The films of Wes Craven have proven to be all over the place in terms of quality over the years, but this one falls on the more positive side of things...and it's quite a doozy too. After being threatened with eviction from their rundown tenement, a young teen named Fool decides, along with a couple of thugs, to rob the mansion where their landlord lives. The place is rumored to contain a fortune in gold, but once the trio break in, they find far more than they bargained for, and soon realize that maybe they should have just dealt with the eviction instead. This film, while it has shades of movies like The Hills Have Eyes, The Texas Chainsaw Massacre, and even Home Alone, proves to be quite original. It's definitely uneven, and has a really long and drawn out conclusion that begins to get really overstuffed, but, if you're in the mood for something wild, off the wall, and twisted, this might be the film for you.

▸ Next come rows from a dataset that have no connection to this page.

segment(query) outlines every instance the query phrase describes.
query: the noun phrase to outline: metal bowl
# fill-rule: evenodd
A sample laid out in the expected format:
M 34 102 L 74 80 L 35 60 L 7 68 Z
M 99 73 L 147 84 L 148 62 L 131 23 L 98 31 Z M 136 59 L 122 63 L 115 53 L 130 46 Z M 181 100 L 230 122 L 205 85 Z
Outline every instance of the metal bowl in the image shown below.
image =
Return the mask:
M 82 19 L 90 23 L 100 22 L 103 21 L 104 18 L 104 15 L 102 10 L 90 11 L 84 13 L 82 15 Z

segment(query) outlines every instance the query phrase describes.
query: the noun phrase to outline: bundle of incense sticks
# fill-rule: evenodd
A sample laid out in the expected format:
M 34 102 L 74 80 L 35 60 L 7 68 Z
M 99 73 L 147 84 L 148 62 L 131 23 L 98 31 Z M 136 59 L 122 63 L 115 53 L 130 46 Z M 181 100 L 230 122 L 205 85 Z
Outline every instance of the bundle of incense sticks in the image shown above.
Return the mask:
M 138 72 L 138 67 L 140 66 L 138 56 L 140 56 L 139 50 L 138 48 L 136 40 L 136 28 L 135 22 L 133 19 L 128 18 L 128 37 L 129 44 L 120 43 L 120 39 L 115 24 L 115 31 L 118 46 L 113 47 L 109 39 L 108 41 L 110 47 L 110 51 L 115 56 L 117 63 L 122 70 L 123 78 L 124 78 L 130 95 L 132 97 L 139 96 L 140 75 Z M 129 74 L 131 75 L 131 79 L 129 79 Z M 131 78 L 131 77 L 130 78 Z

If you can tap into the film's groove, you might have a good time. It's definitely over the top and ridiculous, but the less you know about it going in, the better and more effective it is. It's not really scary per se, but it actually does have a few moments of genuine tension and suspense. There's bits of dark humor here and there, butI wouldn't call it a full on horror comedy. Brandon Adams, also known for his work in the Mighty Ducks series, is prretty good here. He's rather compelling as a kid caught up in a horrifying and surreal situation. Ving Rhames is also pretty good as Leroy, one of the thugs that Fool goes along with. Everett McGill and Wendy Robie are deliciously demented as the main antagonists. Yeah, the film is a little rough, but it has some fun ideas, it's pretty engrossing, and even though it's quite nuts, it's worth a look.